Foi a segunda vez que o estudante contraiu dengue. O primeiro diagnóstico foi dado durante o Carnaval deste ano. Como não havia teste para Covid-19 disponível na unidade em que foi atendido, e ele apresentava os sintomas, o médico informou que poderia ser necessário o uso da cloroquina.

“Saí de lá com praticamente três doenças e sem diagnóstico conclusivo, mas com as receitas para comprar tudo. Para bactéria, era um antibiótico. Na dengue, pediu muita hidratação, e na Covid-19 disse para comprar Oseltamivir e Cloroquina e se medicar em casa. Caso piorasse, retornasse lá”, lembra.

Francisco não conseguiu adquirir a Cloroquina, mas seguiu as demais orientações e permanece isolado em um quarto em casa, sem contato com os próprios pais, e está se recuperando. “É incrível como não tinha disposição para nada. Eu colocava algo na TV só para ficar assistindo, mas não tinha disposição, parece que suga as energias. Consegui comer apenas cinco dias depois, antes tive febre muitos dias, falta de apetite, boca amargando”, conta.

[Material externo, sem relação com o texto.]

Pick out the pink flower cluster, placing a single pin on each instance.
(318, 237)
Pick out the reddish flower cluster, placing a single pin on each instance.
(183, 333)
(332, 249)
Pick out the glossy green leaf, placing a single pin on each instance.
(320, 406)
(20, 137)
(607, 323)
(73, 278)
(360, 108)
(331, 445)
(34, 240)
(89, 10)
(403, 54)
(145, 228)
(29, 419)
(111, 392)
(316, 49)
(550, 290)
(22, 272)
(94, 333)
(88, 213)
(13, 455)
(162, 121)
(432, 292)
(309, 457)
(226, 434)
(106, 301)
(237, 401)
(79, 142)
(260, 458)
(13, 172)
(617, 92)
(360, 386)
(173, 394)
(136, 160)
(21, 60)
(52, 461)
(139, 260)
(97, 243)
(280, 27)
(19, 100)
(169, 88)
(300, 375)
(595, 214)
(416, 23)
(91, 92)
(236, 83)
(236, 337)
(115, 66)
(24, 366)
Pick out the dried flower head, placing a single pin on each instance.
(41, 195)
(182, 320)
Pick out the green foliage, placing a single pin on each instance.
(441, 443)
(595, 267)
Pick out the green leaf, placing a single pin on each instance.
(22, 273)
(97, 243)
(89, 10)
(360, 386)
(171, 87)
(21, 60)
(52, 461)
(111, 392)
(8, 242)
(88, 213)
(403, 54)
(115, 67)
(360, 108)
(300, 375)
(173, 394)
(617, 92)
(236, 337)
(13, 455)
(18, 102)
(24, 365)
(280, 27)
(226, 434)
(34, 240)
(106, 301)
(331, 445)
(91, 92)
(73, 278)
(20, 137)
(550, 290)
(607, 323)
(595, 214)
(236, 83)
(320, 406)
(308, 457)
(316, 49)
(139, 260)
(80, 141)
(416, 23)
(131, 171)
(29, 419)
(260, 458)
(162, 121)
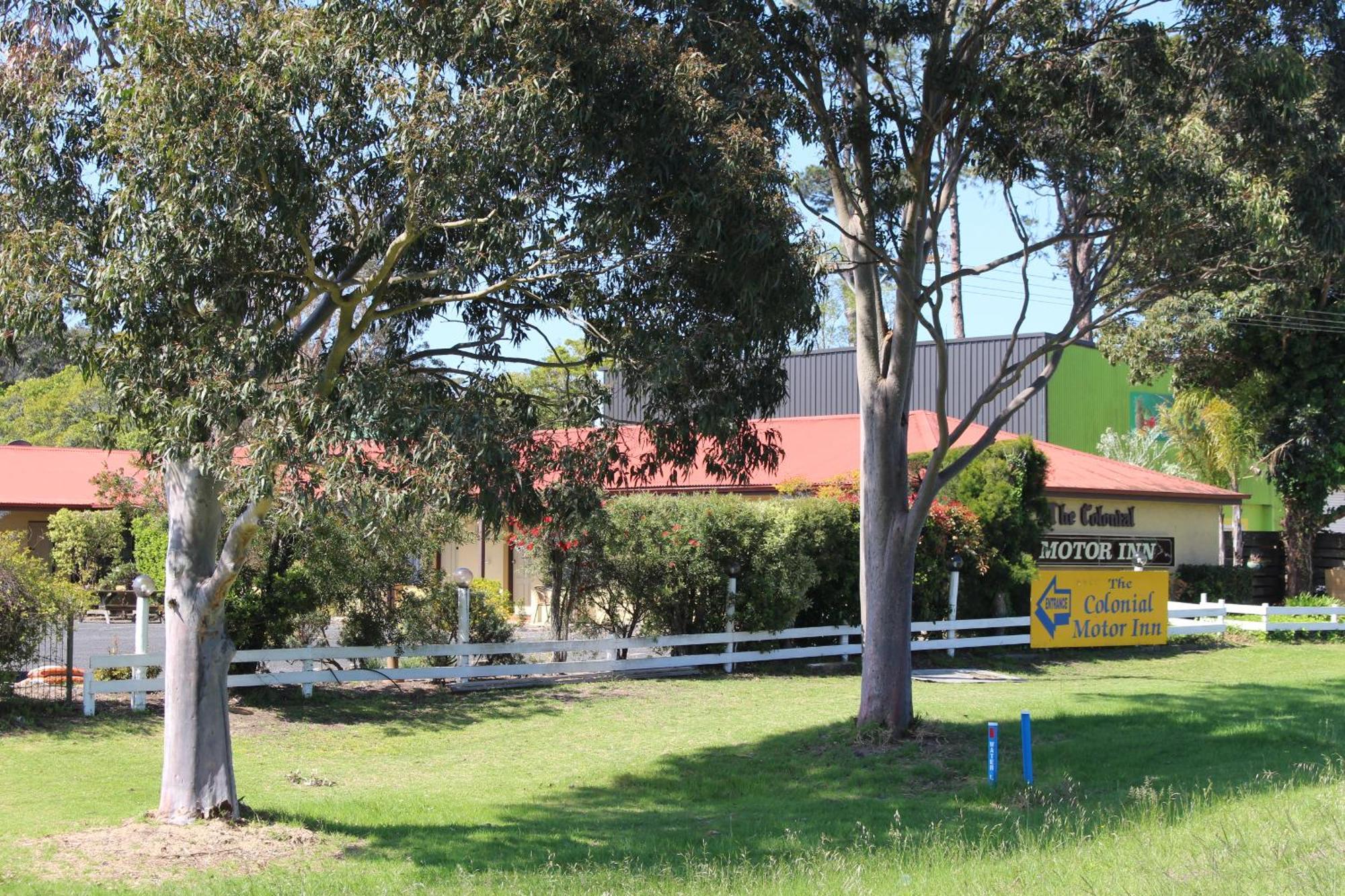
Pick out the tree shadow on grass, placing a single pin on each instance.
(22, 716)
(814, 786)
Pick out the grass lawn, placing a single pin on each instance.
(1165, 770)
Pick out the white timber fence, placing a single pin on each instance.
(1286, 618)
(322, 665)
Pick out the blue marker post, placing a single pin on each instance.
(993, 752)
(1027, 747)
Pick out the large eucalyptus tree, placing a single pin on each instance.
(899, 100)
(260, 208)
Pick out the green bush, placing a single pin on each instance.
(32, 602)
(670, 555)
(828, 532)
(150, 536)
(1007, 489)
(87, 544)
(428, 615)
(1233, 584)
(950, 529)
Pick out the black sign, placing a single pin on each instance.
(1105, 551)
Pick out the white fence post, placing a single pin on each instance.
(731, 608)
(89, 693)
(138, 673)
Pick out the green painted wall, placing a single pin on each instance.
(1087, 395)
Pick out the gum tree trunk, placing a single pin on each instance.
(198, 772)
(887, 577)
(1301, 524)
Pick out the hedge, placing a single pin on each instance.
(1233, 584)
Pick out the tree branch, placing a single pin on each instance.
(236, 548)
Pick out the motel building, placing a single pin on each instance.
(1105, 513)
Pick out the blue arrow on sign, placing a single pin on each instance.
(1054, 607)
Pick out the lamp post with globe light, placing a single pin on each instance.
(145, 588)
(954, 576)
(735, 568)
(463, 577)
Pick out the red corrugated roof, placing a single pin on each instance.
(34, 477)
(816, 450)
(820, 448)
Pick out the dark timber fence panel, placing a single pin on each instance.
(1269, 581)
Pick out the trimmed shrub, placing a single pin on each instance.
(150, 536)
(828, 532)
(32, 602)
(85, 544)
(1221, 583)
(672, 553)
(1007, 489)
(950, 529)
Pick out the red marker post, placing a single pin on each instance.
(993, 752)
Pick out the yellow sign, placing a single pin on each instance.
(1098, 608)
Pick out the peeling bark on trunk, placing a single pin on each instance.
(960, 330)
(198, 775)
(1301, 525)
(1238, 532)
(198, 772)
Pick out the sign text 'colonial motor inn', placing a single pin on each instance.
(1106, 514)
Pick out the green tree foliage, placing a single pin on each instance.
(1147, 447)
(32, 600)
(902, 101)
(827, 530)
(566, 386)
(150, 537)
(260, 210)
(87, 545)
(672, 555)
(1007, 489)
(1273, 116)
(63, 409)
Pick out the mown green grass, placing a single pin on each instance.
(1211, 770)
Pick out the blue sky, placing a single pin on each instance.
(991, 302)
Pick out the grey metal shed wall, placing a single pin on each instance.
(824, 382)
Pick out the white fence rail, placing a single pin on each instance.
(837, 642)
(1332, 622)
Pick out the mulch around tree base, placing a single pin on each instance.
(141, 852)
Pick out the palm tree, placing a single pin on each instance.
(1214, 440)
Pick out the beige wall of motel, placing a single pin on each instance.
(1192, 526)
(33, 524)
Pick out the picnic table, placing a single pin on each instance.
(120, 604)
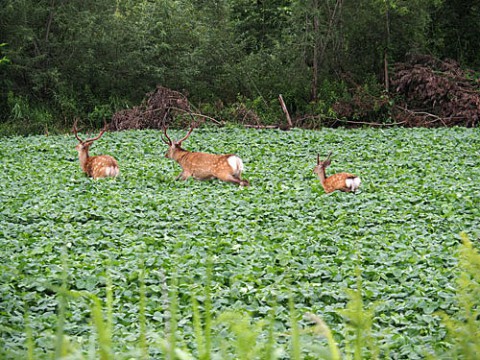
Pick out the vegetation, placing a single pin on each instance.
(91, 58)
(143, 266)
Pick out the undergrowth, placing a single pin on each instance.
(236, 335)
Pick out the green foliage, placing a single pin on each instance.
(253, 248)
(464, 328)
(90, 59)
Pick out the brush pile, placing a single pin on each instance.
(436, 93)
(159, 105)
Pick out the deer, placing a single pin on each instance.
(203, 166)
(341, 181)
(99, 166)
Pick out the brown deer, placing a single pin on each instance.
(203, 166)
(342, 181)
(99, 166)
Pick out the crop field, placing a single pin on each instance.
(150, 249)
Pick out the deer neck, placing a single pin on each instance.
(179, 155)
(83, 158)
(321, 175)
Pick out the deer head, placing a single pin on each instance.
(96, 166)
(322, 165)
(341, 181)
(174, 147)
(204, 166)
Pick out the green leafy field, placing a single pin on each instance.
(281, 238)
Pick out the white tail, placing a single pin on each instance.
(342, 181)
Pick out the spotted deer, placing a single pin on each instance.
(342, 181)
(203, 166)
(99, 166)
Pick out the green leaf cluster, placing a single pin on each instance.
(277, 249)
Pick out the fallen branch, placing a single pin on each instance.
(285, 110)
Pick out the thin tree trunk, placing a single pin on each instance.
(316, 36)
(387, 45)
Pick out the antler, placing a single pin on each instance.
(99, 135)
(192, 126)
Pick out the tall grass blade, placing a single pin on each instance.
(295, 332)
(172, 338)
(142, 341)
(30, 343)
(60, 346)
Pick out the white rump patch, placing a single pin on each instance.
(353, 183)
(236, 164)
(112, 171)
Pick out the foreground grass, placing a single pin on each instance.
(137, 249)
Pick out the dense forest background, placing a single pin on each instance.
(332, 60)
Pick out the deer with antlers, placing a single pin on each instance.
(203, 166)
(342, 181)
(99, 166)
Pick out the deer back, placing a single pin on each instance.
(341, 181)
(99, 166)
(203, 166)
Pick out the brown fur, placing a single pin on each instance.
(334, 182)
(99, 166)
(202, 166)
(337, 182)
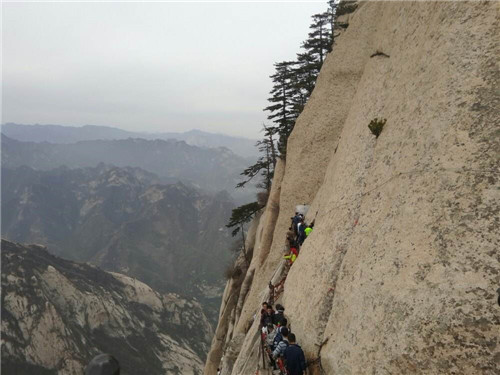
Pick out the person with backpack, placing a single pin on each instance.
(279, 316)
(294, 357)
(267, 317)
(282, 344)
(292, 256)
(301, 232)
(309, 229)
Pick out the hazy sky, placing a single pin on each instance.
(147, 66)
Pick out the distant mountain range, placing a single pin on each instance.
(69, 134)
(57, 315)
(171, 237)
(210, 169)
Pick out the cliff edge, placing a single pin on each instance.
(401, 270)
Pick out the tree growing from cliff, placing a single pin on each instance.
(282, 111)
(319, 41)
(265, 164)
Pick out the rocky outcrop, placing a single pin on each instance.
(57, 315)
(401, 271)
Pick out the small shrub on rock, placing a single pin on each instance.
(376, 125)
(232, 271)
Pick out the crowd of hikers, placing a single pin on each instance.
(279, 343)
(284, 354)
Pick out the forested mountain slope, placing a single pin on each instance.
(57, 315)
(171, 237)
(210, 169)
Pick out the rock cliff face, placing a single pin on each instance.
(401, 271)
(57, 315)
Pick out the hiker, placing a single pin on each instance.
(292, 255)
(271, 334)
(294, 357)
(264, 308)
(308, 229)
(282, 344)
(302, 234)
(267, 317)
(279, 316)
(295, 222)
(103, 364)
(290, 237)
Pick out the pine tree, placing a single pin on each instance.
(282, 110)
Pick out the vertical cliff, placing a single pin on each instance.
(401, 271)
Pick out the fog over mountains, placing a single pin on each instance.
(153, 210)
(170, 236)
(71, 134)
(210, 169)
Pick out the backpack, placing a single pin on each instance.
(277, 338)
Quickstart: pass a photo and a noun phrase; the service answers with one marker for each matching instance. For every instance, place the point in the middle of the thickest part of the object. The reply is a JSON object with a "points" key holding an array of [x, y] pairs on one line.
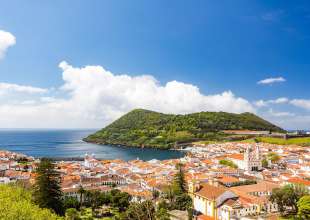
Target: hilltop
{"points": [[142, 127]]}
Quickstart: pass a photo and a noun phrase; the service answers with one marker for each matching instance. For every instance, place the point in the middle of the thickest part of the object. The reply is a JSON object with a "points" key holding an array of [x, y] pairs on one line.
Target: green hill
{"points": [[152, 129]]}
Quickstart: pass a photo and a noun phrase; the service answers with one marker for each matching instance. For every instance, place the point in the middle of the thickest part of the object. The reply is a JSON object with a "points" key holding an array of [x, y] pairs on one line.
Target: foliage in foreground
{"points": [[304, 207], [287, 197], [15, 203], [47, 191], [302, 141], [151, 129]]}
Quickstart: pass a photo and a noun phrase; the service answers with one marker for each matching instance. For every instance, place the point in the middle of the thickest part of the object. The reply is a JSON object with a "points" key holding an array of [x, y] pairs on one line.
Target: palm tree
{"points": [[81, 191]]}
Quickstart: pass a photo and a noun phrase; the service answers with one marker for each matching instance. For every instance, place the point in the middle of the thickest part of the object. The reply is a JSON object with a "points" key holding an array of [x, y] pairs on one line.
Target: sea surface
{"points": [[68, 143]]}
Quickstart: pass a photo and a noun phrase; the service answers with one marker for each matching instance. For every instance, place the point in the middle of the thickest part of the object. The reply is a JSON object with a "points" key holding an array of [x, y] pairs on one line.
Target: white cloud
{"points": [[270, 81], [12, 88], [263, 103], [301, 103], [6, 40], [95, 97], [280, 114]]}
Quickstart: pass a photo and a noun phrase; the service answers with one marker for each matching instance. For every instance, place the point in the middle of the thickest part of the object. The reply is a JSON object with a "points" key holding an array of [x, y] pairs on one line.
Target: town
{"points": [[231, 180]]}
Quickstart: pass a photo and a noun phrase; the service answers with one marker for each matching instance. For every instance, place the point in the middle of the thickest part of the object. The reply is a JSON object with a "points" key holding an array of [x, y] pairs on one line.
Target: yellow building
{"points": [[207, 199]]}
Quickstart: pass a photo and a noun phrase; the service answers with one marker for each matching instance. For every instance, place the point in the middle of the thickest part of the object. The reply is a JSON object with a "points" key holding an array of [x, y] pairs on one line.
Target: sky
{"points": [[82, 64]]}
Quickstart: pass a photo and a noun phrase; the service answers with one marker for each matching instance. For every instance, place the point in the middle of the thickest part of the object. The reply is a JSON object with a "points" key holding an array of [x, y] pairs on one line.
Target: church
{"points": [[250, 160]]}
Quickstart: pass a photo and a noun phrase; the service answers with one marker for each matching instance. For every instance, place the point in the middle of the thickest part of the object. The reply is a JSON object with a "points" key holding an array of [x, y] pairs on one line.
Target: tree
{"points": [[120, 199], [304, 207], [179, 184], [47, 191], [70, 202], [155, 194], [81, 191], [15, 203], [273, 157], [162, 214], [265, 163], [183, 202], [141, 211], [287, 197], [72, 214]]}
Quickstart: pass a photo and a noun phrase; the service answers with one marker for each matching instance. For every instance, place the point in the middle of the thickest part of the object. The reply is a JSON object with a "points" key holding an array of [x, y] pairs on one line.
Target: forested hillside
{"points": [[152, 129]]}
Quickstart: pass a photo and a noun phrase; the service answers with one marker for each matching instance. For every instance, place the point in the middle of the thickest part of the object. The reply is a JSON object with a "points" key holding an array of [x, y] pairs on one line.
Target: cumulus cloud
{"points": [[280, 114], [302, 103], [6, 40], [263, 103], [9, 88], [270, 81], [94, 97]]}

O cenário da dengue no Ceará, até o dia 11 de maio, era de 5.774 casos confirmados. Em comparação a igual período do ano passado, foram 88 casos a menos, conforme os dados da Secretaria da Saúde do Estado (Sesa). Em 2020, 606 pessoas com dengue haviam sido internadas; o comparativo de 2019, porém, não foi informado pela Pasta.

“Crato e Orós estão em uma situação um pouco mais sensível, com casos da doença. Fizemos ações de conscientização nessas cidades, também com fumacê”, diz Roberta de Paula Oliveira, coordenadora de Vigilância Ambiental da Secretaria da Saúde do Estado.